There is quite a big difference in 15 per cent and 24 per cent rate of interest. This arguement that in the urgan centres people bank online and so the coasts are minimal is rubbish. I have never banked online in my life, and still haven't paid an abornmally high rate of interest that MFIs charge to the poorest of the poor. What a shame

It is a crime, and MFIs must be held responsible for it.

Devinder Sharma

Anonymous said...

To Baskar's reply, let me clarify the credit card companies indulge in loot when you default on a loan. The MFIs loot at 24 per cent even if you are a disciplined and regular in your repayments.

Devinder Sharma

Ankur said...

Dear Mr Sharma,

Thanks for bringing the concerns/ issues around microfinance to all of us. I believe your article will result in more debate, discussion and exchange of information and finally may bring more clarity to all of us on such issues.

As i understand, the concern you have shown for MFI's is that they charge interest rate in the range of 24% from the poor people whereas the people in urban areas can get interest free loans or loans at 8% interest rate. You have also compared that agriculture loans are at 7% to the same poor family who is getting microfinance loan at 24%.

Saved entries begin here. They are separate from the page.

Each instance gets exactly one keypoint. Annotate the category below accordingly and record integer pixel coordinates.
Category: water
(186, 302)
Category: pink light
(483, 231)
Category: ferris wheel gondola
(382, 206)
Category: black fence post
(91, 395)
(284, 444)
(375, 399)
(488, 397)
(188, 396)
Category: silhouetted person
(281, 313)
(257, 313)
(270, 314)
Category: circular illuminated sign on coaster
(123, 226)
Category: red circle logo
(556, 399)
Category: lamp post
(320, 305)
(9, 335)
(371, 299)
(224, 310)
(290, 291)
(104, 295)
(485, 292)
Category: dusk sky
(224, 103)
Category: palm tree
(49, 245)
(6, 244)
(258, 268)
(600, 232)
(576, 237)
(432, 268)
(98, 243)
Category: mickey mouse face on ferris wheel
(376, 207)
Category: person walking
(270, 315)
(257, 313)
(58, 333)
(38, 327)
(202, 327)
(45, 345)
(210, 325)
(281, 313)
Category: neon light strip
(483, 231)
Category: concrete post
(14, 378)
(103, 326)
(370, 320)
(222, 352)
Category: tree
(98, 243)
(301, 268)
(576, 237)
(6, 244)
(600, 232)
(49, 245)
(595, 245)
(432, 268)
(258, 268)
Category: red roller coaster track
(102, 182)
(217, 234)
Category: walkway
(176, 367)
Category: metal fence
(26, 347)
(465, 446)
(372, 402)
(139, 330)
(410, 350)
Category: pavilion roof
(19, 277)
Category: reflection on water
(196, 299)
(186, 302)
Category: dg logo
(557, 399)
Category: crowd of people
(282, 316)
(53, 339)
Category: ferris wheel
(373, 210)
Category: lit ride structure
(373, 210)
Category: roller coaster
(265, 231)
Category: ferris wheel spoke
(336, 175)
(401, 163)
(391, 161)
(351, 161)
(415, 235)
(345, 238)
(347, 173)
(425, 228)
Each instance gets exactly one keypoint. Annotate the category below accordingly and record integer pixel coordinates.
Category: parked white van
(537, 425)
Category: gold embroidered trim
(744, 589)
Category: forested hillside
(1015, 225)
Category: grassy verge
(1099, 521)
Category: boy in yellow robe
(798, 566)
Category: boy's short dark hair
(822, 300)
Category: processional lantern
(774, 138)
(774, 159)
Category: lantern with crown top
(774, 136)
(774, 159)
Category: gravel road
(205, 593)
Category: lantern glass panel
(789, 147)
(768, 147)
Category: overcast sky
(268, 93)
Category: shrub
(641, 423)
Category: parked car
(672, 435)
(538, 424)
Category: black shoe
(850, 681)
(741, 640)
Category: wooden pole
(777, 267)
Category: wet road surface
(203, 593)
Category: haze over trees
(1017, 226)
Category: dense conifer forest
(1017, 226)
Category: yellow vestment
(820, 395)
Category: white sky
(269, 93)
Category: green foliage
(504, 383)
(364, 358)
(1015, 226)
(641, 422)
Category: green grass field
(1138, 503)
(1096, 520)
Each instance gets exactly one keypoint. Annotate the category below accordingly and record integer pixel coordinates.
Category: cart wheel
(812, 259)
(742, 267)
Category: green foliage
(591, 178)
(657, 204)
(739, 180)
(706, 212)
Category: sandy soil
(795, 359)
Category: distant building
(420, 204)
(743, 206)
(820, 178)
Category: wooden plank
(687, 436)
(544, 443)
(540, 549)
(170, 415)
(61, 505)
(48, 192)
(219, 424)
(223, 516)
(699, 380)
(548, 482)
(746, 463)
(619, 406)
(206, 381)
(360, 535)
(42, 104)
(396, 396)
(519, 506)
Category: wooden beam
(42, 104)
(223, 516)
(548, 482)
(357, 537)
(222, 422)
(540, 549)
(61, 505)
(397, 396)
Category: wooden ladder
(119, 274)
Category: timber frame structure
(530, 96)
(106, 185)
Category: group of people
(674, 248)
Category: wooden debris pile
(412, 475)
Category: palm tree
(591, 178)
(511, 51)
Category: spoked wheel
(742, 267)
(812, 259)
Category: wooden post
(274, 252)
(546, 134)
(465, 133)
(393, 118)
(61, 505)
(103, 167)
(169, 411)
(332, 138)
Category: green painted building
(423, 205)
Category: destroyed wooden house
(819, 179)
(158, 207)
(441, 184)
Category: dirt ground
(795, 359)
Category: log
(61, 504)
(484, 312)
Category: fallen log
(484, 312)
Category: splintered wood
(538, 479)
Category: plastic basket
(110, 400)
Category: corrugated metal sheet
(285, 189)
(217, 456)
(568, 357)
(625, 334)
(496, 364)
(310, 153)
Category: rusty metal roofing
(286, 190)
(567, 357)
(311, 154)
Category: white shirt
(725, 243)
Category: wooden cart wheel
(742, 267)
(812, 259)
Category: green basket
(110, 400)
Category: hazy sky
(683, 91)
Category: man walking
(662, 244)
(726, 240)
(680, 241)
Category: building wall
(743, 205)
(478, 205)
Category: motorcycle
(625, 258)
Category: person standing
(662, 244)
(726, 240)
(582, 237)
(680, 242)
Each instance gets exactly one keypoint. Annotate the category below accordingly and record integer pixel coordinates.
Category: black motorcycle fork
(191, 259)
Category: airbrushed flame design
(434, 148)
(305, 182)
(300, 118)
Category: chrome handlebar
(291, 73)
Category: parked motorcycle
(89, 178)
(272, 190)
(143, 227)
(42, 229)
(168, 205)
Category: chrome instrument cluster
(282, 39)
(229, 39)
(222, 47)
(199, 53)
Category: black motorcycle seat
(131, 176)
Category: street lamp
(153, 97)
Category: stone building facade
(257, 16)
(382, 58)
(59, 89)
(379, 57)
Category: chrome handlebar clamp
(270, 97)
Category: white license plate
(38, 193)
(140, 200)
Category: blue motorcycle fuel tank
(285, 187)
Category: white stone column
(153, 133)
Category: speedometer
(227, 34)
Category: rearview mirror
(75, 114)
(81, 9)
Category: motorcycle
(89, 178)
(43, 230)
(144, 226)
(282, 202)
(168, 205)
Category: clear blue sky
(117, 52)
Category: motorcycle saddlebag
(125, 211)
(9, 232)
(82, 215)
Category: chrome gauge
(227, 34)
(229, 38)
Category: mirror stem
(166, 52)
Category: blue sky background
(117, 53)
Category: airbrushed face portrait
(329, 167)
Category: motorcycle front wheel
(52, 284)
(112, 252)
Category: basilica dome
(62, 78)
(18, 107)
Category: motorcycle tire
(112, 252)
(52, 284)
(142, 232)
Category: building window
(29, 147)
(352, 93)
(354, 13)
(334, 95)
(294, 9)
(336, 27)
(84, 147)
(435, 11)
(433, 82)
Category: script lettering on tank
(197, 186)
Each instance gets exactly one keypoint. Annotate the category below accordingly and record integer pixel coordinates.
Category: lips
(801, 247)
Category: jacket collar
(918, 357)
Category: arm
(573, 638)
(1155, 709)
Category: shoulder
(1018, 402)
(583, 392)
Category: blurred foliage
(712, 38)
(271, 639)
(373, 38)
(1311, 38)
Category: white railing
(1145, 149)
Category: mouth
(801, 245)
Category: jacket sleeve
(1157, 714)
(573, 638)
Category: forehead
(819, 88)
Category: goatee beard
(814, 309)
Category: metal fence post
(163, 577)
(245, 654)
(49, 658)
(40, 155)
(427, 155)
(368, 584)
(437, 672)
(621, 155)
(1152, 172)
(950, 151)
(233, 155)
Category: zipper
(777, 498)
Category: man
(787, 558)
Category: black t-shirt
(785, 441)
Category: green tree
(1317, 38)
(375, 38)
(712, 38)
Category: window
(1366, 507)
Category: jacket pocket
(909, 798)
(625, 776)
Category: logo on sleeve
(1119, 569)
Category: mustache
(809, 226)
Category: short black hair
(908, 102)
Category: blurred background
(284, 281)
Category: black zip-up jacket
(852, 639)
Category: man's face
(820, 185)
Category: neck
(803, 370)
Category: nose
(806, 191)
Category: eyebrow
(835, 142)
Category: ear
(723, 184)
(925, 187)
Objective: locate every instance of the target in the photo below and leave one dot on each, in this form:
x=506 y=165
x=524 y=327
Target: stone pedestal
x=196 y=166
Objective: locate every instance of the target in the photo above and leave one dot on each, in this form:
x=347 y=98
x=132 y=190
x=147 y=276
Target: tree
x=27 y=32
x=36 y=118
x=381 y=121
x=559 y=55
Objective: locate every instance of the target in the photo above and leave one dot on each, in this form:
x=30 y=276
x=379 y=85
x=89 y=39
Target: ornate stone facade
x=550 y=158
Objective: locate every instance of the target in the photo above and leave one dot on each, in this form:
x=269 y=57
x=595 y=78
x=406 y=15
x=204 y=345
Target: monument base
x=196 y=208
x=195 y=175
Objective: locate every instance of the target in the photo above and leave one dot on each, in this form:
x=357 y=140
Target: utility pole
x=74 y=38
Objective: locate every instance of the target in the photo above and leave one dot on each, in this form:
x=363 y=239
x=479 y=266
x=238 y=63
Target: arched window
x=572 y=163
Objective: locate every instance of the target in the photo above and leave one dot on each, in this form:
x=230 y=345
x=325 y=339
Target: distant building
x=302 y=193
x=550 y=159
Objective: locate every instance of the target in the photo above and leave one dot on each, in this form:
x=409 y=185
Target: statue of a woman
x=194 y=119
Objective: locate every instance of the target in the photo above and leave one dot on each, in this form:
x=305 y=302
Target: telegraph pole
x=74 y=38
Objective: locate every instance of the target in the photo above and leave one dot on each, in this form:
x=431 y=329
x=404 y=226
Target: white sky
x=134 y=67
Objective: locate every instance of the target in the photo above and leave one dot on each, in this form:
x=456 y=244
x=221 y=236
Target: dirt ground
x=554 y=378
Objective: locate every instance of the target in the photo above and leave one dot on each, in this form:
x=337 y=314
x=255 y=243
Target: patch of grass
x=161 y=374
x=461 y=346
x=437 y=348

You have come to the conclusion that since interest rate charged by MFI's are high, they are making very high profits and you have put them in same league as money-lenders.

After reading your article, i have few questions for you:

1. At what interest rate MFI get debt from Banks, NABARD, SIDBI and other financial institutions ?

2. Why a poor women is taking loan at 24% from MFI's (Microfinance has reached 150 million people) when cheaper loans are available from other sources? Are MFI's forcing them to take loans ?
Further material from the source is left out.